No, not the American Idol judge. Randy Jackson from the band Zebra. He does Robert Plant better than Robert Plant!
It was Dream Theater’s cover of their song “Take Your Fingers From My Hair” in 2009 that re-awakened my interest in Zebra. Isn’t it funny how a cover song brings back the original song and the band into the psyche. Something that Jon Bon Jovi doesn’t have the foresight for, as he thought tooth and nail to stop Shinedown covering “Wanted Dead or Alive”, believing that Shinedown’s cover song would take away income from the Bon Jovi original.
In an interview with The Great Southern Brainfart Randy Jackson was asked how did he feel about Dream Theater’s version and has Zebra seen a new horde of young fans because of it.
“Certainly. A lot of people who were unaware of Zebra were definitely made aware of us by Dream Theater doing that cover. We were really flattered that they did it. They stuck to the original version but added their own touch to it so I thought they did a great job with the song. I really liked it.”
Jackson founded Zebra in 1975. They had a very large following before their first record ever came out in 1983 on Atlantic Records. Like most bands in the later part of the Seventies and the early part of their Eighties, most of their fan base had been developed from their live shows.
In addition, the majority of the bands had been slugging it out for a decent time in the clubs before getting their recording contract. Look at Twisted Sister. How many artists today are prepared to put in 8 years of hard work before they actually get a chance to record. The answer is NONE. Artists today record straight away, release it and expect something to happen. They might do it that for a few years and when nothing happens 90% of those artists would walk away. The 10% that continue are the ones that become lifers.

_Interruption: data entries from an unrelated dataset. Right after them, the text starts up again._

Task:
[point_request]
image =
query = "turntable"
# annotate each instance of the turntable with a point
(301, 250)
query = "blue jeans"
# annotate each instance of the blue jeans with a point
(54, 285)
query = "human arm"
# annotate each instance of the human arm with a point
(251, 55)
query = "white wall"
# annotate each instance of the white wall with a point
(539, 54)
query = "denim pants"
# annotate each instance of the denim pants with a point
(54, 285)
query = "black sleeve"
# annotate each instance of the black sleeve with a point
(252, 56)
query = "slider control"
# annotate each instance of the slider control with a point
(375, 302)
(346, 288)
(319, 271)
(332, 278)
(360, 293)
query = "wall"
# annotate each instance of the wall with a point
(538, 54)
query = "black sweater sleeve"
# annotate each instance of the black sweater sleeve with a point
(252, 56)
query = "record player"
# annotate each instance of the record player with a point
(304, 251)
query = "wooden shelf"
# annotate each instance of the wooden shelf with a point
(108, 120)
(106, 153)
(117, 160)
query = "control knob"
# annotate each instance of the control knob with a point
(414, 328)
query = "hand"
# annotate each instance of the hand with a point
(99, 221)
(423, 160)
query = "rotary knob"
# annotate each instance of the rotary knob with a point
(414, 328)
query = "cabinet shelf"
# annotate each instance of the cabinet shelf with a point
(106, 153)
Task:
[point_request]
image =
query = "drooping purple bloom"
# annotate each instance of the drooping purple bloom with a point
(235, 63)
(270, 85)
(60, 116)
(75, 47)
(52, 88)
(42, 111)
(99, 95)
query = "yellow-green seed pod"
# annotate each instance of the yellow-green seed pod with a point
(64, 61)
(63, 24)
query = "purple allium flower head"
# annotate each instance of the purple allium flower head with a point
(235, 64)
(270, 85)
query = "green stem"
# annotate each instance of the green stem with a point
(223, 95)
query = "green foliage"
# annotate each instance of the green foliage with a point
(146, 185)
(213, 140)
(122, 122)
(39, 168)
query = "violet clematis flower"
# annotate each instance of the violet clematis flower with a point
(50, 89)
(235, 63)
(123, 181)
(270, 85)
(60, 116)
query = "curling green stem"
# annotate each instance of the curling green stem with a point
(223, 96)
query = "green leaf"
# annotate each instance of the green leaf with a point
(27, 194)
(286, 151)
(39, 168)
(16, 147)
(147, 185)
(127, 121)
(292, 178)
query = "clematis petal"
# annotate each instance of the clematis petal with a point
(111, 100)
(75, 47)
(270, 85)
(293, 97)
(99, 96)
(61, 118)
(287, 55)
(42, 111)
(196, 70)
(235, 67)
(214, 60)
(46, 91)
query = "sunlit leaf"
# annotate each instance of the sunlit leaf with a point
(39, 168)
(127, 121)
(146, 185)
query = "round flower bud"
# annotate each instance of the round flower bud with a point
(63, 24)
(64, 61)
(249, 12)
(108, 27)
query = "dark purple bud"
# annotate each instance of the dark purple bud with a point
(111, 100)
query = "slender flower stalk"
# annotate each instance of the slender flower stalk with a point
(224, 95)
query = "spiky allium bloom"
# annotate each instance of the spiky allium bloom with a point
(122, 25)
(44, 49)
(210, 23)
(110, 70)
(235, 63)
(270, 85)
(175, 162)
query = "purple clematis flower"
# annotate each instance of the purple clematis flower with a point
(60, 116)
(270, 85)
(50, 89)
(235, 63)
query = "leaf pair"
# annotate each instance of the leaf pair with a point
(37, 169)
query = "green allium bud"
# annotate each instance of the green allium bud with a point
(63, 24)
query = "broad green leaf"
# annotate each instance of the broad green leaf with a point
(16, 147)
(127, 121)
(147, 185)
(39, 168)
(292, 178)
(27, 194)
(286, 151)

The follow-up album “No Tellin Lies” in 1984 stalled in the U.S and by 1986, their 3.V album wasn’t even noticed and Atlantic dropped them.
Zebra should have toured Europe after the second record got released, instead they stayed in the U.S and as Randy has said in a few interviews, it was probably their worst decision ever made. Maybe they never should have released the second album. As with all things in the music business, once a band has an unexpected hit, they are put under serious pressure to release a follow-up.

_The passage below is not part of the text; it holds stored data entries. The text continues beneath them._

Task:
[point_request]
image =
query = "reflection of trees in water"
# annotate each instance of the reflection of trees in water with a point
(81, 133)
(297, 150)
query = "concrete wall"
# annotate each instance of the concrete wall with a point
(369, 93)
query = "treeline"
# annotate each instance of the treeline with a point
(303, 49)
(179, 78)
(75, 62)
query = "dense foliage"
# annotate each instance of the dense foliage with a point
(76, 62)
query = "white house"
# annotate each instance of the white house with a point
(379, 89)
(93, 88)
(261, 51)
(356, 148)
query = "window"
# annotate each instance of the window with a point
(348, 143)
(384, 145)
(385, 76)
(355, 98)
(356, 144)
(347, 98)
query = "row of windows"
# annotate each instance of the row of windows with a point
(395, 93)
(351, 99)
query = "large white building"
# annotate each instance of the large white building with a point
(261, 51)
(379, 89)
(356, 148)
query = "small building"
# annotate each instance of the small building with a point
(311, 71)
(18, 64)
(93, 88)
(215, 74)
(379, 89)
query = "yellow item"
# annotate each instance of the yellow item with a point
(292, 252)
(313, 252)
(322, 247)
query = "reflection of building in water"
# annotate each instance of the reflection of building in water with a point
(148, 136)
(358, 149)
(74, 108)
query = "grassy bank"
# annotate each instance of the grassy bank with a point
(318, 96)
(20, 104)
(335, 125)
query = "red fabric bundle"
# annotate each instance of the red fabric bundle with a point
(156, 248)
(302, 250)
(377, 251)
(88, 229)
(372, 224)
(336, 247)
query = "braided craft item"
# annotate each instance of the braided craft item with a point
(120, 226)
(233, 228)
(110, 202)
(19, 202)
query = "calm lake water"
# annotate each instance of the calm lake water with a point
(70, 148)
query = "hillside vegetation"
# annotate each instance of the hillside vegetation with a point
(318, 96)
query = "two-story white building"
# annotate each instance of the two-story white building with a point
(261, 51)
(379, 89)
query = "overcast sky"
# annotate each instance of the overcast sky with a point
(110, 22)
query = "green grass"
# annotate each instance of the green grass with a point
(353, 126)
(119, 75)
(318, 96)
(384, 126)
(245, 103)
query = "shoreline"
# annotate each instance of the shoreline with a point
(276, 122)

Zebra fell into this category, pressured and rushed to get album number 2 out. The label also didn’t ball in the promotion game. The fan base of Zebra was still in New York and Louisiana and that is where the promotion efforts should have been focused on. A lot of Zebra’s hard core fans didn’t even know that they had album number 2 out. .
As history would have it, they put out their second album and went on tour with “REO Speedwagon” and “Sammy Hagar” during 1984. Air play for the new album was not a lot compared to the self-titled album, so after the US tours, the band had to go back in and record album number 3.
This was February 1985. As Randy Jackson was writing the third album they also looked for a producer. The band couldn’t come up with anybody. For five months the band was in limbo. It wasn’t until December 1985 that the band hit the studio for album number 3. That was a false start and the band went back into pre-production to work on the material. Finally in February 1986 they went into the studio and stayed there until August of the same year. By then it was all over.
If Atlantic was hanging out Twisted Sister to dry, what did that mean for a band like Zebra?
The album “3.V” just died. Radio ignored it. The week that it was released was the same week that Bruce Springsteen released his live box set. Three months earlier, Bon Jovi released “Slippery When Wet” and that album was picking up some serious momentum by November 1986, Europe’s “The Final Countdown” had broken world-wide as well. Radio put them in constant circulation.
The press didn’t want to give Zebra the time of day as “The Boss”, Bon Jovi and Europe became the darlings at that time. At this time as well, a lot of the radio program directors weren’t in charge of the play lists anymore and this really Zebra because back in 1986, bands really need airplay in order to get record sales. In addition, another program called MTV also ignored the band.
While most people would know Zebra by the songs “Tell Me What You Want” which Randy wrote it 1978 at 6:30 am after a gig at “Speaks” (New York) and “Who’s Behind the Door” that deal with the big questions about life there are other songs to sink your teeth into. There is the “Yes” inspired “The La-La Song”, “Take Your Fingers From My Hair”, “Lullaby”, “Time”, “Hard Living Without You”, “But No More” and “One More Chance”.
Then it was over. China Rain never got a fair shake. Randy Jackson finished the China Rain record in 1990 and Atlantic Records decided not to release it. Sound familiar. Gatekeepers controlling the fate of musicians. Dee Snider suffered the same fate with his “Desperado” project.
From 1992 to 1996, Randy was involved in the development of an interactive musical instrument called “The Key”. The instrument allowed anyone to play a guitar-like instrument (The Key) along with videos or CDs.
“Zebra IV” started recording in 1996. The drums were done in a week in 1996 and the rest of the album was done sporadically after that. In a MelodicRock.com interview, Randy said it was “a good 9 months of actual studio time but spread over a period of 7 years”.
The album didn’t see the light of day until 2003.
Throughout the Nineties, Randy built up his acoustic shows. Nobody wanted to book him in the beginning, even his trusted agents in New Orleans who had booked Zebra for 20 years rejected him. Now he is playing places like Japan and criss crossing the US and he hasn’t even put out a recording of the acoustic project. Yep, while labels and artist still believe it is about the album, here is Randy Jackson delivering a show that is spreading via word of mouth.
The same major labels who have been scared to search out and develop new music and bands. The rock that kids listen to today is the rock that we listened to growing up. Record execs are so afraid of losing their jobs that they wouldn’t think of trying something new. All they want is for their profits to sustain or get better, because in the corporate world that we live in today, everyone is replaceable.
In between Randy did “The Sign”, a melodic rock supergroup. He also handles the vocals for the wildly successful Symphonic Music shows of Led Zeppelin, Pink Floyd and Eagles performing to packed houses across the country (from 1996).
He is a lifer in the music business. Prepared to do what he needs to do to get. He is 38 years deep in his music career. He didn’t get the fame that other bands did, however it didn’t mean he didn’t have success.